TransCanada, the oil company that hopes to build the Keystone XL Pipeline, has stepped up its online public relations efforts to counter what observers say is a hostile mainstream press and well-organized environmentalist opposition.

A spokesman for the company took to its website last week to directly rebut claims about the pipeline, which is awaiting approval by the State Department, made by billionaire environmental activist Tom Steyer.

Steyer "made numerous misleading and factually untrue statements about Keystone XL Pipeline, which were published in the Washington Post," wrote communications consultant Matthew John.

"We respect that Mr. Steyer has concerns about the project, however many of his claims are simply untrue," John said.

Steyer flexed his political muscle in the special election for U.S. Senate in Massachusetts, turning the Keystone Pipeline into a litmus test. His group, the NextGen Committee, has dropped hundreds of thousands of dollars to elect Rep. Ed Markey (D., Mass.), a strident environmentalist.

Markey supporters demonstrated against the pipeline at a Wednesday campaign event with President Barack Obama.

NextGen did not return a request for comment.

The blog post signaled a more aggressive push by TransCanada to rebut the most vociferous critics of the Keystone pipeline project. The pipeline’s construction has become a heated debate between environmentalists and supporters of the project, who say it would create jobs and help shore up North American energy independence.

"One of the issues we have had since the fall of 2010 is trying to rebut what our opponents are saying with respect to Keystone and to correct any factual inaccuracies," TransCanada spokesman James Millar told National Journal Wednesday.

"This takes resources, and we have been dwarfed by the content the activists have and are posting online with respect to Keystone XL," Millar added. "[Hiring John] gives us the ability to develop that factual content and to post it on our KXL microsite and our blog, leveraging Twitter for awareness."

Patrick Ruffini, president of the digital advocacy firm Engage, said new media provide an avenue for companies like TransCanada to tap wellsprings of support that aren’t generally reached through traditional PR strategies.

"Based on our own monitoring, there is an enormous amount of latent energy on social media in favor of Keystone, and that's reflected in the strong majority of Americans who want to see it built," Ruffini in an email.

"If Keystone supporters make their voices heard, they can win in the social space," he predicted.

TransCanada previously limited its push for Keystone approval to talks with the State Department, National Journal reported. Soren Dayton, a consultant with Prism Public Affairs, said that gave opponents of the pipeline a head start on the messaging front.

The company "realized that the opponents of Keystone XL had defined the debate, although the message didn't penetrate beyond the activist class."
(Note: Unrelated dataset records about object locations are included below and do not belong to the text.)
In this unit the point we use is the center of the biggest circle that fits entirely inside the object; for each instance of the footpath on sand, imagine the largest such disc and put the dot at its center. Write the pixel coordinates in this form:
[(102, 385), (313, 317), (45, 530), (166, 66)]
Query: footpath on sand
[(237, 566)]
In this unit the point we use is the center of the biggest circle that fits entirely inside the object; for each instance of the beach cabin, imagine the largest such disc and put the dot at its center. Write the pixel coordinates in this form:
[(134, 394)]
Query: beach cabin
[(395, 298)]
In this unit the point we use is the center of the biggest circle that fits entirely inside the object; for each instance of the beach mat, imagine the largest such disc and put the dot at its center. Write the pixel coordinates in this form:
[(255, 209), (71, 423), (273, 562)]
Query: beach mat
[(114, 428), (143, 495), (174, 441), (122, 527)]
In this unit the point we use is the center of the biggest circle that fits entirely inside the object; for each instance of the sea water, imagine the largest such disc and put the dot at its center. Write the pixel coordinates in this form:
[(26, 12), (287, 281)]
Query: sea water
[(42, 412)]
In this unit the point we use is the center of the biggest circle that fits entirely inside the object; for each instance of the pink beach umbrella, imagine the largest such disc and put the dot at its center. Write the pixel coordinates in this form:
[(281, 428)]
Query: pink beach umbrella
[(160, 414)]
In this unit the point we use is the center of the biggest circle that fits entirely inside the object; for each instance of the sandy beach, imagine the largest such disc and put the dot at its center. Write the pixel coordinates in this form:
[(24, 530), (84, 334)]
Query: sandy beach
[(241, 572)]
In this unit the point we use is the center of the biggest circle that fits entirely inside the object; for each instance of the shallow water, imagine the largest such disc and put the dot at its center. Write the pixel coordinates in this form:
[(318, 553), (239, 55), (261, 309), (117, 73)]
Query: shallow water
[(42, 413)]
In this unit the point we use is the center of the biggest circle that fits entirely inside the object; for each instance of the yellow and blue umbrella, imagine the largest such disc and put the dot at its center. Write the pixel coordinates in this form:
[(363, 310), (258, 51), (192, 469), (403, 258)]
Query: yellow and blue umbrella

Ruffini says a hostile mainstream press fuels the need for companies backing public policies that are perceived as politically right-of-center to look for other channels to promote their message.

"Companies like TransCanada absolutely need to have a social media strategy, or else they risk losing the PR war in the biased mainstream press," he said.

Koch Industries employed that strategy after it became a target of attacks not just by left-wing blogs and activists, but also in the mainstream press.

The company launched a blog, KochFacts, to rebut what it says are misleading or outright false attacks on the company.

After an article in the New Yorker attacked the company and its libertarian owners, Charles and David Koch, KochFacts ran a point-by-point rebuttal of the piece.

In addition to calling out what it says is dishonesty by Keystone opponents, TransCanada has shifted some its messaging points to appeal to larger swaths of the public, Dayton said.

"They have redoubled their efforts and focused on arguments to neutralize the activists, even among those sympathetic to those arguments, by focusing on arguments like the impact of spillage from rail transit," he told the Washington Free Beacon.